4. The intelligent queuing method for hospital calls according to claim 1, wherein said constructing an objective function for each split cluster partition mode comprises the following specific steps:

where W represents an objective function of the split cluster division scheme,characteristic parameters representing the center of the d-th split cluster in the s-th initial cluster, +.>Represents the number of split clusters in the s-th initial cluster,/->A desirability factor representing the s-th initial cluster, < >>Representing the proportionality coefficient>Represents the number of cases in the s-th initial cluster, K represents the optimal cluster number, +.>Representing the length of the visit at the center of the ith split cluster in all split clusters of all initial clusters,/for all split clusters>Mean value of the time duration of the visit at the center of all split clusters representing all initial clusters,/for each cluster>Representing the local density of the ith split cluster in all split clusters of all initial clusters, +.>Mean value of local densities of all split clusters representing all initial clusters, +.>Standard deviation of the visit duration representing the centers of all split clusters of all initial clusters, +.>The standard deviation of the local densities of all the split clusters of all the initial clusters, G, represents the number of all the split clusters of all the initial clusters.
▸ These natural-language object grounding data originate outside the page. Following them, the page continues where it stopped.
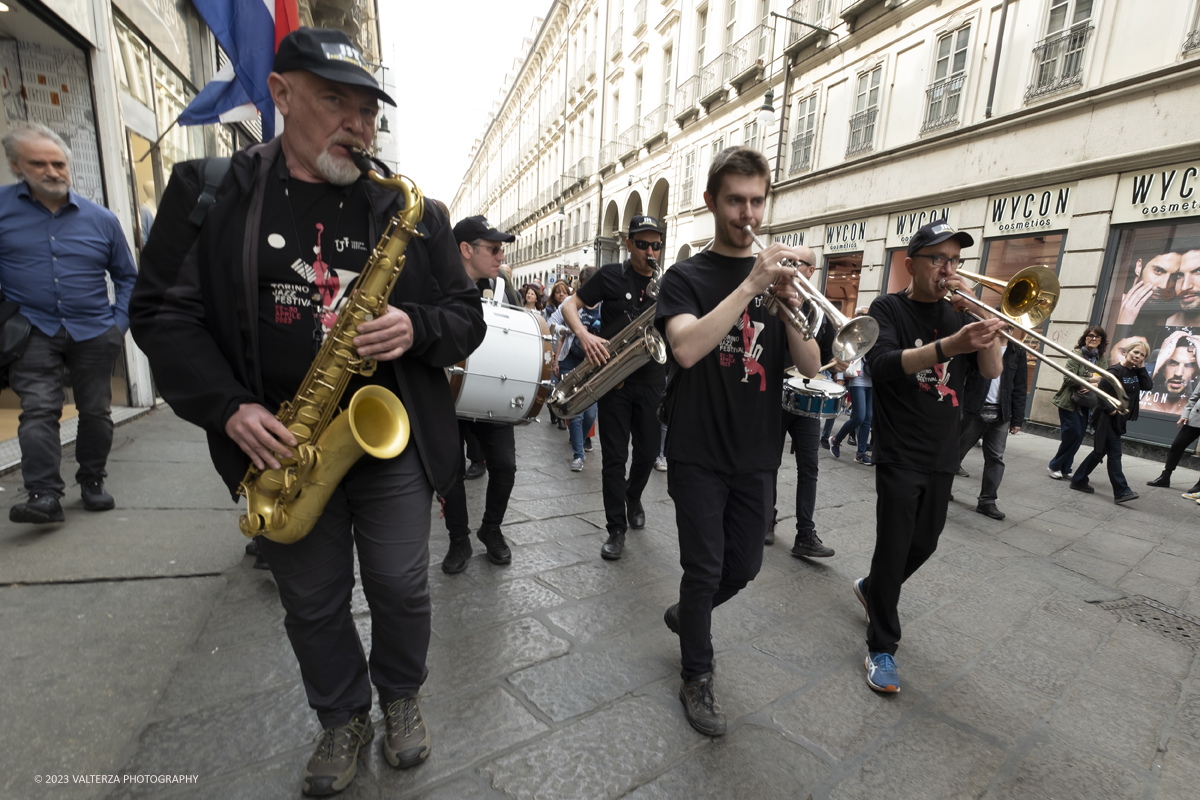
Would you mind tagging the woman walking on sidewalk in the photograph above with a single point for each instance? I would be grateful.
(1073, 417)
(1110, 423)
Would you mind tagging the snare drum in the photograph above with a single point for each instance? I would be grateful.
(813, 397)
(507, 379)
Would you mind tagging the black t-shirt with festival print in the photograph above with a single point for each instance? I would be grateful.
(726, 416)
(312, 250)
(916, 417)
(622, 290)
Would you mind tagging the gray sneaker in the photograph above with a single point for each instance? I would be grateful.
(407, 743)
(335, 761)
(701, 707)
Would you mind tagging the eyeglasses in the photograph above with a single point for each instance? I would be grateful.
(940, 260)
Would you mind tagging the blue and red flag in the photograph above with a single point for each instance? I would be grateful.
(249, 31)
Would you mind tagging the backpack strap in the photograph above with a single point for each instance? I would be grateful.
(215, 170)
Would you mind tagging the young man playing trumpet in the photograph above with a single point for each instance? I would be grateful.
(721, 451)
(918, 370)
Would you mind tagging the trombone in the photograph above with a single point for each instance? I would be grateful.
(855, 336)
(1026, 301)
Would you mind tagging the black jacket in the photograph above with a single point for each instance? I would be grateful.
(1011, 397)
(195, 311)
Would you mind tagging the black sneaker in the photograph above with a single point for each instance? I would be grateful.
(701, 707)
(40, 509)
(612, 548)
(95, 498)
(407, 743)
(810, 546)
(671, 617)
(335, 761)
(497, 548)
(457, 555)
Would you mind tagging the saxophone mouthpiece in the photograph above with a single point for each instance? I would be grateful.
(361, 158)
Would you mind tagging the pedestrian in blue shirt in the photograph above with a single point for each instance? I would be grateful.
(55, 250)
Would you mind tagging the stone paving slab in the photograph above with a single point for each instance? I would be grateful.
(556, 678)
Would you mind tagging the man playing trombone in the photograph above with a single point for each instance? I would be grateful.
(721, 451)
(918, 367)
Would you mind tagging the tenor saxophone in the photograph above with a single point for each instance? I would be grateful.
(285, 504)
(633, 347)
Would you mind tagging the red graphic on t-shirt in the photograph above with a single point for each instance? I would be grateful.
(748, 360)
(328, 284)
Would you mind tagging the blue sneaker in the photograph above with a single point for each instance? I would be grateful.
(881, 672)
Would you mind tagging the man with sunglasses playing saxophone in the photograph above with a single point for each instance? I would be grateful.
(629, 411)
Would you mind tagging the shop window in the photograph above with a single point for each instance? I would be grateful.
(1155, 293)
(841, 281)
(1006, 258)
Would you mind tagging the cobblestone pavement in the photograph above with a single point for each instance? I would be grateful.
(556, 677)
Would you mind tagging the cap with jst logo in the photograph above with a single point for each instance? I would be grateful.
(935, 233)
(329, 54)
(478, 227)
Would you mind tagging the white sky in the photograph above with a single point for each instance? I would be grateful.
(456, 53)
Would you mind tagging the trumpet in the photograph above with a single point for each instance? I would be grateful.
(1026, 301)
(855, 336)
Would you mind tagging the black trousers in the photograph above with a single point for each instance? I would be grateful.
(628, 413)
(382, 507)
(805, 444)
(910, 513)
(1186, 435)
(721, 519)
(498, 445)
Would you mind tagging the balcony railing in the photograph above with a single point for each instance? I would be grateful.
(655, 122)
(609, 155)
(1059, 61)
(630, 140)
(942, 102)
(749, 54)
(801, 36)
(616, 43)
(685, 98)
(639, 17)
(802, 154)
(713, 77)
(862, 132)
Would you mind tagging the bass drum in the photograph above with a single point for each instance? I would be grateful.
(508, 378)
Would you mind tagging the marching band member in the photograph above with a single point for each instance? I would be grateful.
(232, 316)
(721, 451)
(630, 410)
(918, 390)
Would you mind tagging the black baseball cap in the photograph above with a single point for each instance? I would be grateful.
(478, 227)
(329, 54)
(935, 233)
(640, 223)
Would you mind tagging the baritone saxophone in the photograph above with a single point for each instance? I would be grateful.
(285, 504)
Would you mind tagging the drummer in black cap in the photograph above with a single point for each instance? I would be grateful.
(481, 251)
(232, 317)
(630, 410)
(918, 367)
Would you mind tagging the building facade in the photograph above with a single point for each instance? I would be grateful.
(1056, 132)
(111, 77)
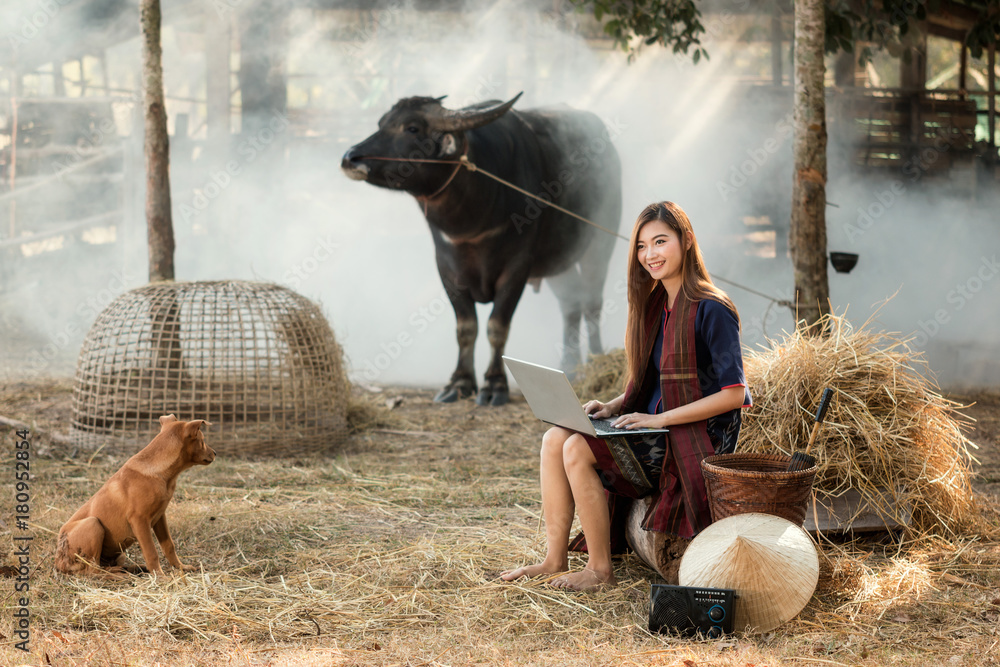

5. The intelligent queuing method for hospital calls according to claim 2, wherein the case sequence is divided into a plurality of split clusters according to characteristic parameters of the cases by different split cluster division modes, comprising the following specific steps:

6. The intelligent queuing method for hospital calls according to claim 1, wherein said obtaining the prediction equation of the time length of a visit according to all the optimal split clusters comprises the following specific steps:

7. The intelligent queuing method for hospital calls according to claim 1, wherein the steps of obtaining the word vector of each case, dividing all cases into a plurality of initial clusters according to the similarity of the word vectors, and comprises the following specific steps:

8. The intelligent queuing method for hospital calls according to claim 1, wherein said obtaining a case sequence according to the duration of the visit of all cases comprises the following steps:

9. The intelligent queuing method for hospital calls according to claim 1, wherein said predicting the time of a registered patient according to the time of a patient's visit prediction equation comprises the following steps:

10. The intelligent queuing system for hospital calls is characterized by comprising a registration module, a database, a case clustering module and a prediction adjustment module; the registering module obtains case information of registered patients; the database stores the cases; the case clustering module obtains a word vector of each case, divides all cases into a plurality of initial clusters according to the similarity of the word vector, obtains a case sequence according to the treatment time of all cases, calculates characteristic parameters of each case in the case sequence according to the initial clusters, divides the case sequence into a plurality of split clusters according to the characteristic parameters of the cases in different split cluster division modes, calculates expected factors of each initial cluster, constructs an objective function of each split cluster division mode according to the expected factors of all the initial clusters and the characteristic parameters of all the cases, and divides the case sequence into a plurality of optimal split clusters according to the split cluster division mode corresponding to the maximum value of the objective function; the prediction adjustment module obtains a diagnosis time prediction equation according to all the optimal split clusters, predicts the diagnosis time of the registered patient according to the diagnosis time prediction equation, and further intelligently adjusts the calling sequence.